Faschismus im Spannungsfeld zwischen sozialer und persönlicher Glaubensgestaltung

Mit Blick auf die Medien läßt sich folgendes sagen. Selbstverständlich gibt es ein Interesse der Öffentlichkeit daran, über die Geschehnisse in der Welt informiert zu werden, auf dem Laufenden gehalten. Zugleich gibt es aber auch ein Interesse, als Staatsvolk zu gestalten.

Es liegt auf der Hand, daß sich dieses letztere Interesse aus dem Mangel an individueller Gestaltungsmöglichkeit ergibt, kompensativ ist.

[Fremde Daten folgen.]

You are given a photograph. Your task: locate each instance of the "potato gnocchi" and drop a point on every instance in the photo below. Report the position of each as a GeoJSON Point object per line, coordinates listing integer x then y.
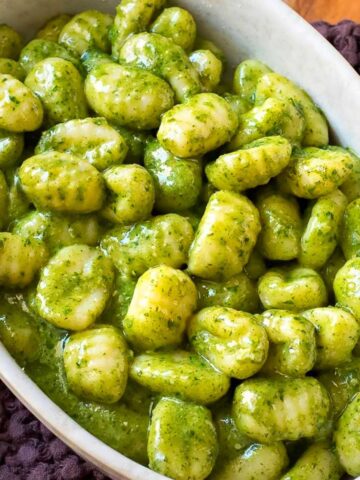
{"type": "Point", "coordinates": [179, 248]}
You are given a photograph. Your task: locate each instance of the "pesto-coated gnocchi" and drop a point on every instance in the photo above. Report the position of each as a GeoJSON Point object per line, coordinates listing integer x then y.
{"type": "Point", "coordinates": [11, 148]}
{"type": "Point", "coordinates": [202, 124]}
{"type": "Point", "coordinates": [59, 86]}
{"type": "Point", "coordinates": [246, 77]}
{"type": "Point", "coordinates": [128, 96]}
{"type": "Point", "coordinates": [292, 289]}
{"type": "Point", "coordinates": [227, 233]}
{"type": "Point", "coordinates": [20, 260]}
{"type": "Point", "coordinates": [164, 239]}
{"type": "Point", "coordinates": [318, 462]}
{"type": "Point", "coordinates": [62, 182]}
{"type": "Point", "coordinates": [20, 109]}
{"type": "Point", "coordinates": [273, 117]}
{"type": "Point", "coordinates": [292, 343]}
{"type": "Point", "coordinates": [93, 57]}
{"type": "Point", "coordinates": [239, 293]}
{"type": "Point", "coordinates": [350, 230]}
{"type": "Point", "coordinates": [177, 181]}
{"type": "Point", "coordinates": [255, 164]}
{"type": "Point", "coordinates": [4, 201]}
{"type": "Point", "coordinates": [330, 269]}
{"type": "Point", "coordinates": [132, 16]}
{"type": "Point", "coordinates": [337, 333]}
{"type": "Point", "coordinates": [182, 440]}
{"type": "Point", "coordinates": [351, 186]}
{"type": "Point", "coordinates": [271, 410]}
{"type": "Point", "coordinates": [342, 383]}
{"type": "Point", "coordinates": [13, 68]}
{"type": "Point", "coordinates": [57, 230]}
{"type": "Point", "coordinates": [347, 287]}
{"type": "Point", "coordinates": [179, 249]}
{"type": "Point", "coordinates": [177, 24]}
{"type": "Point", "coordinates": [163, 301]}
{"type": "Point", "coordinates": [209, 68]}
{"type": "Point", "coordinates": [96, 364]}
{"type": "Point", "coordinates": [91, 139]}
{"type": "Point", "coordinates": [196, 379]}
{"type": "Point", "coordinates": [39, 49]}
{"type": "Point", "coordinates": [74, 287]}
{"type": "Point", "coordinates": [85, 30]}
{"type": "Point", "coordinates": [16, 202]}
{"type": "Point", "coordinates": [10, 42]}
{"type": "Point", "coordinates": [18, 332]}
{"type": "Point", "coordinates": [255, 268]}
{"type": "Point", "coordinates": [281, 225]}
{"type": "Point", "coordinates": [347, 437]}
{"type": "Point", "coordinates": [322, 230]}
{"type": "Point", "coordinates": [232, 341]}
{"type": "Point", "coordinates": [52, 28]}
{"type": "Point", "coordinates": [273, 85]}
{"type": "Point", "coordinates": [257, 461]}
{"type": "Point", "coordinates": [314, 172]}
{"type": "Point", "coordinates": [132, 194]}
{"type": "Point", "coordinates": [162, 57]}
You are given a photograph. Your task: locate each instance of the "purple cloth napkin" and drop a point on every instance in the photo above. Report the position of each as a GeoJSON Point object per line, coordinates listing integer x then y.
{"type": "Point", "coordinates": [345, 36]}
{"type": "Point", "coordinates": [28, 451]}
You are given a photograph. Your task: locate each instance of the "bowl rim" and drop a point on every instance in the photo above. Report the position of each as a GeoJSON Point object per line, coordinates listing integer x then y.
{"type": "Point", "coordinates": [53, 417]}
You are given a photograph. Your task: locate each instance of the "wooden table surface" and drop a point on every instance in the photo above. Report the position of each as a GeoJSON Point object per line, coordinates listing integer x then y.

Der Einzelne fügt sich ein, erhöht dadurch die wirtschaftliche Leistungsfähigkeit der Gesellschaft, der so gewonnene Wohlstand fließt zu einem Teil in persönliche Annehmlichkeiten und Statusgüter und zum anderen in die Staatskasse zur Finanzierung von staatlichen Investitionen; jedenfalls soweit es den Durchschnittsbürger betrifft. Und selbst, wo der Einzelne selbst investiert, handelt es sich fast nie um gestalterische Projekte, sondern fast ausschließlich um Instandhaltungsaufwendungen.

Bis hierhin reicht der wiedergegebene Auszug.